Nicotine’s ability to enhance cognitive processing has led to a greater understanding of the role of cholinergic mechanisms in cognitive functioning. Nicotine binds to presynaptic nicotinic acetylcholine receptors (nAChRs) in the brain and facilitates the release of acetylcholine, dopamine, serotonin, glutamate, and other neurotransmitters known to be involved in cognitive processes (
Di Matteo et al. 2007). Cholinergic projections to the prefrontal cortex are involved in attentional processing (
Poorthuis et al. 2009). Furthermore, α7 and α4β2 subunits of nAChRs in the hippocampus and basolateral amygdala mediate nicotine’s role in memory (
Levin et al. 2006;
Mansvelder et al. 2006). Nicotine and other nicotinic agents have been suggested as treatment medications for several neuropsychiatric disorders. For example, nicotine has been shown to attenuate certain attentional and cognitive deficits associated with schizophrenia, attention deficit/hyperactivity disorder, Alzheimer’s and Parkinson’s diseases, and age-related cognitive decline (
Evans and Drobes 2008;
Levin et al. 2006;
Newhouse et al. 2004). Such translational research can be guided by a knowledge of which aspects of cognition are reliably affected by nicotine.
Two extensive literature reviews on the effect of nicotine and tobacco smoking on human performance were published in the early 1990s (
Heishman et al. 1994;
Sherwood 1993). As noted in these reviews, the effect of nicotine and smoking on cognitive functioning was inconsistent, with nearly an equal number of studies reporting enhancement and no effect. Since then, numerous articles have been published investigating the effects of nicotine and smoking on attention and cognition. The purpose of this study was to conduct a meta-analysis of studies investigating the effects of nicotine on human performance published in the 15 years since our previous review (
Heishman et al. 1994). Because many studies have documented the ability of nicotine or tobacco smoking to reverse performance deficits observed following some period of tobacco deprivation (
Heishman et al. 1994), we sought to determine which aspects of human performance are enhanced by nicotine or tobacco smoking without the confound of withdrawal relief.

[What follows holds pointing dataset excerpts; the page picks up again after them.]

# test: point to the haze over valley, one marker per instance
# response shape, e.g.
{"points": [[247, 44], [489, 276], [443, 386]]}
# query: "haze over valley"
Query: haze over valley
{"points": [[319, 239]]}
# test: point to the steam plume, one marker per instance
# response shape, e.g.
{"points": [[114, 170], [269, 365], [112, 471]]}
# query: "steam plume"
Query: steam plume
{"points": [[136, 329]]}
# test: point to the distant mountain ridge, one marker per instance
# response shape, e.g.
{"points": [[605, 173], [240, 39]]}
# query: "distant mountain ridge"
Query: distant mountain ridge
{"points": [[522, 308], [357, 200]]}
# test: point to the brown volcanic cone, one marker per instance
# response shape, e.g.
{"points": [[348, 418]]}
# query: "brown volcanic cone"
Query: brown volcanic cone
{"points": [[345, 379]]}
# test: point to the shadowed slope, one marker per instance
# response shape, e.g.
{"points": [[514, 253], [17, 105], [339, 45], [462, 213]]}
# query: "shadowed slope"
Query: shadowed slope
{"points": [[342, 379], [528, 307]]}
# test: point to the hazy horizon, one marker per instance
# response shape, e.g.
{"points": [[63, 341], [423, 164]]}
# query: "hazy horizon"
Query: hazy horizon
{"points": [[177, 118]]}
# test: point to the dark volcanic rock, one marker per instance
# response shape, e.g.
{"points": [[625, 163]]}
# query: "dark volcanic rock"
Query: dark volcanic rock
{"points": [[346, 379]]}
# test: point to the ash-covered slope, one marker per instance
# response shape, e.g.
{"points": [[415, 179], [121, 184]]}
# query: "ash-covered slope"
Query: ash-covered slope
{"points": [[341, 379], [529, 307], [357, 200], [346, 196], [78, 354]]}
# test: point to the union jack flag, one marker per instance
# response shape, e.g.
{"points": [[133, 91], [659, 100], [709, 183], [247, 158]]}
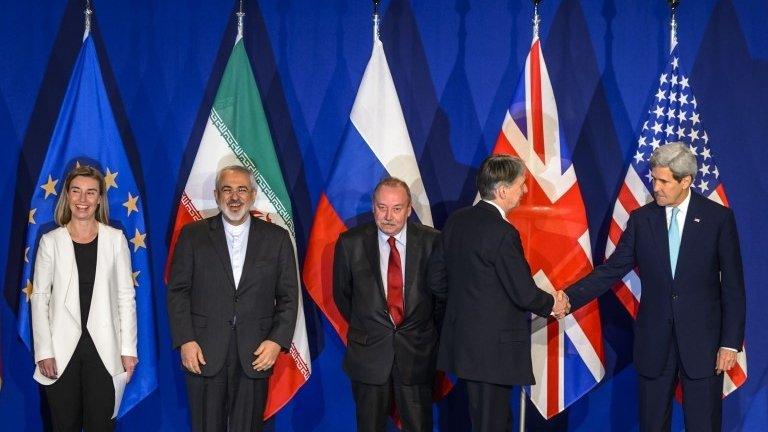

We thus examined data from only those studies testing nonsmokers (never smokers and former smokers), nondeprived smokers, and smokers deprived for less than 2 h (minimally deprived).
The aims of this meta-analysis were (a) to synthesize the human literature on nicotine and performance published from 1994 to 2008, (b) to determine which aspects of performance were most sensitive to the enhancing effects of nicotine and tobacco smoking by calculating effect sizes on all reported outcome measures, and (c) to determine if methodological and design deficiencies noted in our previous review (
Heishman et al. 1994) were still evident.